In vivo: Five healthy volunteers scanned supine using two flexible surface coils (diameter 15 cm). The coils were gently strapped to the cheeks. Subjects were instructed to position the dorsum of the tongue against the palate to minimise air in the oral cavity. Scanning parameters were: spin-echo single-shot EPI; TE/TR 60ms/3.4s; field-of-view 192x156x84 mm. The acquisition was divided into four blocks of 2.5 min, minimising motion during the scan, resulting in a total scan time of 10 min. The acquisition was repeated within 30 min. The other parameters were identical to the ex vivo acquisition.

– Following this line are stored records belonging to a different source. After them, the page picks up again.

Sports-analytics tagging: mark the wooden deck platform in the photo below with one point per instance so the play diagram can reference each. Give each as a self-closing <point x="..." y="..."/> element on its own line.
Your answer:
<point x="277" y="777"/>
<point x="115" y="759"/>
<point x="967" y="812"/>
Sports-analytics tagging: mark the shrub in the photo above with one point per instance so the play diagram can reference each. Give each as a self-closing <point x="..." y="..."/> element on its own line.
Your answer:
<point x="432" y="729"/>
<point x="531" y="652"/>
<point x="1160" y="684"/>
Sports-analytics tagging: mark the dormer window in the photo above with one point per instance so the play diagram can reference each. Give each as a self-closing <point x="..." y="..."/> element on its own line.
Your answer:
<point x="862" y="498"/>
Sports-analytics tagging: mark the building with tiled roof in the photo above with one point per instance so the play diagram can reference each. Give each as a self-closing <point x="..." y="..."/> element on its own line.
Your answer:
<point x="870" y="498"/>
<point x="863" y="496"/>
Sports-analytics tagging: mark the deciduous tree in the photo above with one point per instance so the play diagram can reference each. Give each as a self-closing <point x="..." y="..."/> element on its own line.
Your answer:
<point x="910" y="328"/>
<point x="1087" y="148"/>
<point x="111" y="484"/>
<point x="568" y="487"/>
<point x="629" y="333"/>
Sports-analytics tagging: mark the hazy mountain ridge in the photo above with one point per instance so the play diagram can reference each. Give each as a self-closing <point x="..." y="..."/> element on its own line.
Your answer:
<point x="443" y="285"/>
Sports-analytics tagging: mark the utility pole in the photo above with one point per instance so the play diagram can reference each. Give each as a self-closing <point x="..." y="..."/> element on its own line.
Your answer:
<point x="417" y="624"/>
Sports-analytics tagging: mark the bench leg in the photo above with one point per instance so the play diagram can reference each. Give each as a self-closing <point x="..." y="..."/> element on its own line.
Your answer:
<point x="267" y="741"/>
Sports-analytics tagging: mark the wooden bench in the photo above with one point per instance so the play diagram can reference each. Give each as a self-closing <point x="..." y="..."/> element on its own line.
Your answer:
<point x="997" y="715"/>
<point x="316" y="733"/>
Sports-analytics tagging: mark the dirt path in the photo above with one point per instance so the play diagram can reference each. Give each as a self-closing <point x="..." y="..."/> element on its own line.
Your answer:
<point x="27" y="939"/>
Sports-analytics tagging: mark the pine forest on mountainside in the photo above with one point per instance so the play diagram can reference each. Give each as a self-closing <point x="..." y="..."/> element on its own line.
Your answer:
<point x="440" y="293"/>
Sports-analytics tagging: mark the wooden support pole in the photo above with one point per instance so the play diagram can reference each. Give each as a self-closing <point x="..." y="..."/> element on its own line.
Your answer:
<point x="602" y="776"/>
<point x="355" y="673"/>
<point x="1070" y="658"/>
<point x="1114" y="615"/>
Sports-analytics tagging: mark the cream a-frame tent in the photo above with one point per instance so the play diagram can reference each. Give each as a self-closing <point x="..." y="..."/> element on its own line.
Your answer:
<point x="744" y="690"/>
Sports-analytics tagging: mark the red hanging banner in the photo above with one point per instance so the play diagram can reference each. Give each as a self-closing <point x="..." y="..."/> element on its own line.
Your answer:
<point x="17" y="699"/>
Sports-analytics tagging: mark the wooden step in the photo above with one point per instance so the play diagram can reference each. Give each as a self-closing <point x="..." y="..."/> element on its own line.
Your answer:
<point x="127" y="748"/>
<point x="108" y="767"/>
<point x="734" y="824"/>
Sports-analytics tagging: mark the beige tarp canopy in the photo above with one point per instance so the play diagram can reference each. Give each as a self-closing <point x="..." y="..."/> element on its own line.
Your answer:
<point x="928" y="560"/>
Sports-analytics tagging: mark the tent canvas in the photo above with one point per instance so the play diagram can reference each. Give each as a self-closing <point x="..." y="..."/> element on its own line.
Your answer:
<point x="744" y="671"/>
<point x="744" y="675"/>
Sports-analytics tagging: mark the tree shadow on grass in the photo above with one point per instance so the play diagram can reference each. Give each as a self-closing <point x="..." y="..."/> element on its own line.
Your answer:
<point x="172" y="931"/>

Processing: B0-field inhomogeneity and eddy current correction were performed in FSL’s Topup algrithm4,5 using images of opposite phase-encoding (figure 1a-d). The images were denoised in DTITools for Mathematica6 based on a Rician distribution. Tongue masks were created by manually segmentation (figure 1e). Images with motion artefacts were removed if the mean intensity within the mask was more than twice the standard deviation lower than the mean. In ExploreDTI7, tensors were estimated using RESTORE8. DTI tractography of the in vivo genioglossus was performed using the settings: FA range 0.1-0.6; 3mm seed point resolution; 1 mm step size; 15° angular threshold; tract length range 10-100mm. The reproducibility of FA and MD was determined using the within-subject coefficient of variation (CoV). CSD was calibrated by manually selecting an ROI in the genioglossus (figure 1g) (settings: Lmax 8; peak threshold 0.3 ex vivo and 0.1 in vivo). Finally, CSD tractography was performed with the same parameters as DTI tractography except the FA constraint (figure 1h).